Currently the tracking API accepts a set of GET parameters. each request is one page view. For performance reasons, it sometimes is desired to send multiple page views at once:
The changes to make are:
Attachment: Patch for this issue.
3134.diff.tar.gz
Attachment: New patch for this issue.
3134.diff.tar.2.gz
This is needed quickly for faster log imports
I uploaded a patch for this issue. It provides bulk tracking & bulk API requests.
Some notes on the patch:
What do you think of my patch?
Sorry for the long delay in replying.
When bulk import is enabled, doTrack* should return "true" I think. Then we should test that the functions return true instead of not testing the output.
I uploaded a new patch, let me know what you think.
Replying to matt:
- +if (empty($_GET) && empty($_POST) && $_SERVER['REQUEST_METHOD'] == 'POST')
Piwik_Config::getInstance()->Tracker['tracking_requests_require_authentication'] = 0;
which use case has empty _POST but still requiring no authentication?- why reading the _POSt values from php://input rather than $_POST?
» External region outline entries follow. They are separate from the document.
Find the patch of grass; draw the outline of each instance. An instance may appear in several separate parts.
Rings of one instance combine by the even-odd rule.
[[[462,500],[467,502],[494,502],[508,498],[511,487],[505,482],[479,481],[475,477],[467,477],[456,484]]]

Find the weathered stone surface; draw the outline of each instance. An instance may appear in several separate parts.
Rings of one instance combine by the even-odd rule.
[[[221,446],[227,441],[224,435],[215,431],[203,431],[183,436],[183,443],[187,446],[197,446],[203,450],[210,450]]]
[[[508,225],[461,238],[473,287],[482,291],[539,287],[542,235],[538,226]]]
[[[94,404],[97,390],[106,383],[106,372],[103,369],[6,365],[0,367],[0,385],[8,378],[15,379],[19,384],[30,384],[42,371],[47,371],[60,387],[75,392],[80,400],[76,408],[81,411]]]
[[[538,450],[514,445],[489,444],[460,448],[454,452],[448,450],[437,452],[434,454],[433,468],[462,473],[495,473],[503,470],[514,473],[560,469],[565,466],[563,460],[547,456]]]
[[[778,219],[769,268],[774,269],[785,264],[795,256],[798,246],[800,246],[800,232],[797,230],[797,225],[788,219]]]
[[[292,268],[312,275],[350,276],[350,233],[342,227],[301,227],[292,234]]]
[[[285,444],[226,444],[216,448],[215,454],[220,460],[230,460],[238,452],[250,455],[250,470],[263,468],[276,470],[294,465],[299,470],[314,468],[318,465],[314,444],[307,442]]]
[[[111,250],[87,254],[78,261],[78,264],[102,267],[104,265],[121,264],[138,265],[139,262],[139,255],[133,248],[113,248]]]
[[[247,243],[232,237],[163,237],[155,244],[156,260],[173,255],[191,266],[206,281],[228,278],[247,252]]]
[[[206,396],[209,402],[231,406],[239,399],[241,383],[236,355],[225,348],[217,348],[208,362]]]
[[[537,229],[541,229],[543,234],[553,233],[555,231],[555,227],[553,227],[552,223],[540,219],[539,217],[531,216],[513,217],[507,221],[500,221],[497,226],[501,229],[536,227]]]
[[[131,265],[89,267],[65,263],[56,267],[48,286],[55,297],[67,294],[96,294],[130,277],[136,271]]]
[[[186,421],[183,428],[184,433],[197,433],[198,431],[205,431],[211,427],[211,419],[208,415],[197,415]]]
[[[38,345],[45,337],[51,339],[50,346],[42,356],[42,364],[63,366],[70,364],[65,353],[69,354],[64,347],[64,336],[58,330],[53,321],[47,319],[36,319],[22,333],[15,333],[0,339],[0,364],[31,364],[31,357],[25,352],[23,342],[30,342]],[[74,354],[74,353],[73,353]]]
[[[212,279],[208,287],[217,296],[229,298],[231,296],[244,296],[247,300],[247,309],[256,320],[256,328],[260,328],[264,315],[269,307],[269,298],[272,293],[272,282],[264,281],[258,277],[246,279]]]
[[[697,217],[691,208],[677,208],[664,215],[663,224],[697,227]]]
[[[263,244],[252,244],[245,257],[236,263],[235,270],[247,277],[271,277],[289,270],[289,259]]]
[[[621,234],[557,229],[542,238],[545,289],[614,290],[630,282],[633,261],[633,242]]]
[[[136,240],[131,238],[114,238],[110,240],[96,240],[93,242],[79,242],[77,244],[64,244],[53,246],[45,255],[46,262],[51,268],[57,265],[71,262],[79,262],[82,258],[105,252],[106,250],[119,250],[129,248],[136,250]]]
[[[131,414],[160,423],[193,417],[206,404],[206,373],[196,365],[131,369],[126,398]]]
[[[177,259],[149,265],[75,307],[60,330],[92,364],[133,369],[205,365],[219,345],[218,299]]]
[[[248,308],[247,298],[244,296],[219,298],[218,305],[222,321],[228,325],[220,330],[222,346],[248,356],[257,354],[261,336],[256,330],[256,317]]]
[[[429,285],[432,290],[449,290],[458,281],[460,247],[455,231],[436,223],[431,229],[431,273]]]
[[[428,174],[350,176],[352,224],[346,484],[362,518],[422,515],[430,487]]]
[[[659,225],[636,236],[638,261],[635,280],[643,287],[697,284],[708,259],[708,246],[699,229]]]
When posting JSON (and not a form-encoded string), $_POST won't be populated. My code will POST JSON so urls don't get encoded (which saves space).
- connectDatabase() is called within the loop, but we should connect only once to mysql for performance reasons
connectDatabase will check if the DB connection is already created, and the DB is disconnected only after the loop. I've renamed the function to make this clearer.
- I am wondering about the sanitizing then unsanitizing of values in core/Tracker.php __construct () -- is it necessary? I thought we should just forward the raw values and the getRequestVar() calls would take care of the sanitizing? Maybe i'm missing something :)
Oops :)
- can you please confirm my note in: #3163 is correct as per your API?
Yes, that's right. And I'll do some benchmarks to see what the best # of requests to send are.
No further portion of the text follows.